La esposizione genovese procede infatti su due binari paralleli: da un lato cerca di dimostrare come questi divertissement apparentemente frivoli non siano in contraddizione con l’opera maggiore della poetessa; d’altra parte utilizza proprio questa ripetuta immersione della Szymborska «artista» nell’immaginario kitsch di rotocalchi e cartoline per spiegare (e assecondare) l’appropriazione che della sua figura, ancor prima che dei suoi testi, è stata fatta da varie voci dei media italiani. Un esito davvero imprevisto, considerando la propensione quasi speculativa di molte poesie di Szymborska, nonché la sua leggendaria ritrosia.
Fa parte dell’allestimento un florilegio di citazioni, riprodotto a parete, da Jovanotti, Roberto Vecchioni e Roberto Saviano, che hanno usato versi della poetessa cracoviana, ora trasformata in (improbabile) icona pop; d’altra parte, però, altre sale sembrano rivolgersi a un visitatore animato da robusti appetiti filologici, capace di apprezzare le varianti testuali di alcune celebri poesie, nonché di godere della lettura di alcuni inediti degli anni Sessanta (non proprio travolgenti, a dir la verità), emersi di recente dalle carte dell’ex marito di Szymborska Adam Wlodek.
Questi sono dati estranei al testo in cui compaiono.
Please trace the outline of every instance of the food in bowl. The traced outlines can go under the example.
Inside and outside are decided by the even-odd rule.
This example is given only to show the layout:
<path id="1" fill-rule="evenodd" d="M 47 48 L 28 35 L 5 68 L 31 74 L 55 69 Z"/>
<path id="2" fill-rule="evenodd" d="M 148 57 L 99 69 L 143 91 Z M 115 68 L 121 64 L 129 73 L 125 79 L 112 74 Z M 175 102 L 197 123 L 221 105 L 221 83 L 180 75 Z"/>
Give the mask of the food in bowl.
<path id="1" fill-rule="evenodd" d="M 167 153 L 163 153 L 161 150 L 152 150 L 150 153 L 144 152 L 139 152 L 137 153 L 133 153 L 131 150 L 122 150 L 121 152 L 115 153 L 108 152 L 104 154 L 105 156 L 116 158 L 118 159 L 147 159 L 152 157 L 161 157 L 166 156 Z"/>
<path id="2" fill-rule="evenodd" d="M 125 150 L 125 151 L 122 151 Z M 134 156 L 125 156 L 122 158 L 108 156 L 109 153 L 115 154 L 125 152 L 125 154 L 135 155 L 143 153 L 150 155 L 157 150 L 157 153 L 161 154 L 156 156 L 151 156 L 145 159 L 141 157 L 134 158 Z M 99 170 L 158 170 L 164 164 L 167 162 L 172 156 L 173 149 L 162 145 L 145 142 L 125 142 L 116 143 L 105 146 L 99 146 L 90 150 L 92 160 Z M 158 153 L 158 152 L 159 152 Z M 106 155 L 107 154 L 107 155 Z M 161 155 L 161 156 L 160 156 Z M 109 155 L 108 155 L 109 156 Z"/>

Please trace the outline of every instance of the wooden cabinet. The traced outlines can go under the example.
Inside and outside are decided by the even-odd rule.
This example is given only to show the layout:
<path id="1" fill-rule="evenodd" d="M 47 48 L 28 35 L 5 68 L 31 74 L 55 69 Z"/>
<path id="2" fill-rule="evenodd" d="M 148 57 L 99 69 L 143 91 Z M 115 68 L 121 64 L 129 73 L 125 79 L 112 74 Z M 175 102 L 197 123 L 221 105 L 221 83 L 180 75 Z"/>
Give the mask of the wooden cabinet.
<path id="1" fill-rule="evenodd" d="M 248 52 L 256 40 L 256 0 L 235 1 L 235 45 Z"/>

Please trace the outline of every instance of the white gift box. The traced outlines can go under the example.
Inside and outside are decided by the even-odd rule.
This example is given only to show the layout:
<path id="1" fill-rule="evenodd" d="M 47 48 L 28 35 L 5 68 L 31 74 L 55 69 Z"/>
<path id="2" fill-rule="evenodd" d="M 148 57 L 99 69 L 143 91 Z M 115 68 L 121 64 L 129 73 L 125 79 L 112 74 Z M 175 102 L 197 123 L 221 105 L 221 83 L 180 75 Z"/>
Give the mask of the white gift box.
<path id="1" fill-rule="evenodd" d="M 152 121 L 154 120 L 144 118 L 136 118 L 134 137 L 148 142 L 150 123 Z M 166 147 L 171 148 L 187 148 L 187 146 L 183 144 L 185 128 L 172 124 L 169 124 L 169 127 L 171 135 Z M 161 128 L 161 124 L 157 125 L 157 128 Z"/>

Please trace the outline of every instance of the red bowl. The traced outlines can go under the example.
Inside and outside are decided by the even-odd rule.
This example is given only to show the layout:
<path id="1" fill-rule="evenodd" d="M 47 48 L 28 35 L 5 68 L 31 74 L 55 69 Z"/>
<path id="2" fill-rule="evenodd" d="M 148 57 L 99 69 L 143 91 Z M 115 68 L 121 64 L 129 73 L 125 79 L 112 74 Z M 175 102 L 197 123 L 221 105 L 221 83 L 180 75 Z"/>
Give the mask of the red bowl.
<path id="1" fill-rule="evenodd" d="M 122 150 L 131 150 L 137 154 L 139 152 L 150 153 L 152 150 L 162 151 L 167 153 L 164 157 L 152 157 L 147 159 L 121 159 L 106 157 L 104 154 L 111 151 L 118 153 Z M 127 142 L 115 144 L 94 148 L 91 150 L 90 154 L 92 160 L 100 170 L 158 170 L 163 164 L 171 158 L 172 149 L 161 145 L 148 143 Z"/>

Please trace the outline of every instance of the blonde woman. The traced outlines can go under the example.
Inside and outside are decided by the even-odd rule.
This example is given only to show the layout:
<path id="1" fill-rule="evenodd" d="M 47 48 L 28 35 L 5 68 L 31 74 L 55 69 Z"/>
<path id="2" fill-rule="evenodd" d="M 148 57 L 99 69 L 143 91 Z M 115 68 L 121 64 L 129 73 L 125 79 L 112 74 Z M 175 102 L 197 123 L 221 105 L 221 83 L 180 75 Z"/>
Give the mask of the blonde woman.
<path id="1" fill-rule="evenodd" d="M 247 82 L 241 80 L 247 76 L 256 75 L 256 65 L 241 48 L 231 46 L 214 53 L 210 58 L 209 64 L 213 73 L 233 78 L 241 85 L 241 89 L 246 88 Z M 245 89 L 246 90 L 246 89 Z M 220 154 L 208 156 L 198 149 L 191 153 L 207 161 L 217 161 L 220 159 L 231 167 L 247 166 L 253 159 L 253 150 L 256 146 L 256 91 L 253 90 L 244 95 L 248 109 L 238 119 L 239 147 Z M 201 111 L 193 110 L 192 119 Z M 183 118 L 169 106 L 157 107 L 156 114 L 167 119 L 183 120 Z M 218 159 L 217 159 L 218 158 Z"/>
Altrettanto raffinata è la ricostruzione degli «esordi» dell’autrice in Italia, prima all’interno dell’antologia di poesia polacca curata da Carlo Verdiani nel 1961 per l’editore Silva e poi, grazie a Vanni Scheiwiller, con la plaquette La fiera dei miracoli, uscita nel 1993 e accompagnata da delicati disegni a matita di Alina Kalczyńska, autrice anche di vari libri d’artista.
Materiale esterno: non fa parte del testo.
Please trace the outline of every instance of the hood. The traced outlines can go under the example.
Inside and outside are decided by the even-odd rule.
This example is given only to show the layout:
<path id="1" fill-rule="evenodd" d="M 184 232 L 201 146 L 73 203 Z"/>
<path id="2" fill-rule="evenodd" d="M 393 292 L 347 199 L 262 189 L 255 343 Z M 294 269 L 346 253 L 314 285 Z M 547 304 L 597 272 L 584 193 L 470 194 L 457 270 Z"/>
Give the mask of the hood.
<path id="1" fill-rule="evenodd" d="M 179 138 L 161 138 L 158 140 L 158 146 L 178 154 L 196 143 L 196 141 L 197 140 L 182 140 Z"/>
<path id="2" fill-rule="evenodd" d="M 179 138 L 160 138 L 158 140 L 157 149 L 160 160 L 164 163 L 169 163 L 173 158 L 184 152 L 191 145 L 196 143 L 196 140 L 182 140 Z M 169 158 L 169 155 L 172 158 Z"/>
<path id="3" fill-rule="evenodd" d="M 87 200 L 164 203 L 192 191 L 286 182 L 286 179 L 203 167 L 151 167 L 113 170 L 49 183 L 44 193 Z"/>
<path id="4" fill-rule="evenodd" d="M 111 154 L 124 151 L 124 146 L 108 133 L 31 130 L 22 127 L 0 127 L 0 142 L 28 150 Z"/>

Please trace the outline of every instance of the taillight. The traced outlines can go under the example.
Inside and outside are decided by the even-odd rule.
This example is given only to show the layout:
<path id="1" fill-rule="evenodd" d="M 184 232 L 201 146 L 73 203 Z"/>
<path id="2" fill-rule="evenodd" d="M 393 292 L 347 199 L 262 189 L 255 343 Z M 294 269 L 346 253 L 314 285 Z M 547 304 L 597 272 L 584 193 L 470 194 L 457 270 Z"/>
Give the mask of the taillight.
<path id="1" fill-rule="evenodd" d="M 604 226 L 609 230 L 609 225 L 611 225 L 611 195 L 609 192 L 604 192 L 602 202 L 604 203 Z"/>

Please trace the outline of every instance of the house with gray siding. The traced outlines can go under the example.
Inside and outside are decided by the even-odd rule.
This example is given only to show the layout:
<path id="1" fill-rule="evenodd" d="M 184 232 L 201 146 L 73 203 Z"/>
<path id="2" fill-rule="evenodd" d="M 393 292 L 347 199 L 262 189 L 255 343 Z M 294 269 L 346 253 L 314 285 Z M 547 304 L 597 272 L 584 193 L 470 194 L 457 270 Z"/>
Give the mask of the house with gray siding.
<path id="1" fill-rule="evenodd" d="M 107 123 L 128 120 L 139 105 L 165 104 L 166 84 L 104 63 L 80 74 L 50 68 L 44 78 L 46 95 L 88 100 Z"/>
Di tutti gli elementi in mostra – dalla veste dattiloscritta degli inediti a quella tipografica dei volumi a stampa – a prevalere visivamente è senz’altro la grafica imprevedibile, coloratissima e strampalata dei collage, con sorridenti donnine che scavalcano d’un balzo la torre di Pisa, la medesima torre trapiantata nel deserto, oppure i monoliti di Stonehenge tramutati in puzzle e accompagnati dall’imperativo: «Componili da te». D’altronde, a detta di Ruszynek, l’appartamento stesso di Szymborska a Cracovia sembrava progettato secondo i princìpi contrastivi che regolavano i suoi «ritaglini»: l’eleganza dei mobili era bruscamente contrastata da oggetti come un maialino rosa con la coda a manovella, e di fronte al quadro monumentale di Maria Jarema, pittrice di culto dell’avanguardia cracoviana, nonché prima moglie di Kornel Filipowicz, era appesa «una forchetta con i denti fantasiosamente intrecciati, trovata in un mercato delle pulci a Breslavia». Assai azzeccata appare dunque la scelta dei curatori di piazzare all’ingresso della mostra una macchina per scrivere Predom degli anni Ottanta – proprio quell’oggetto insieme amato e odiato che i collage dovevano momentaneamente zittire.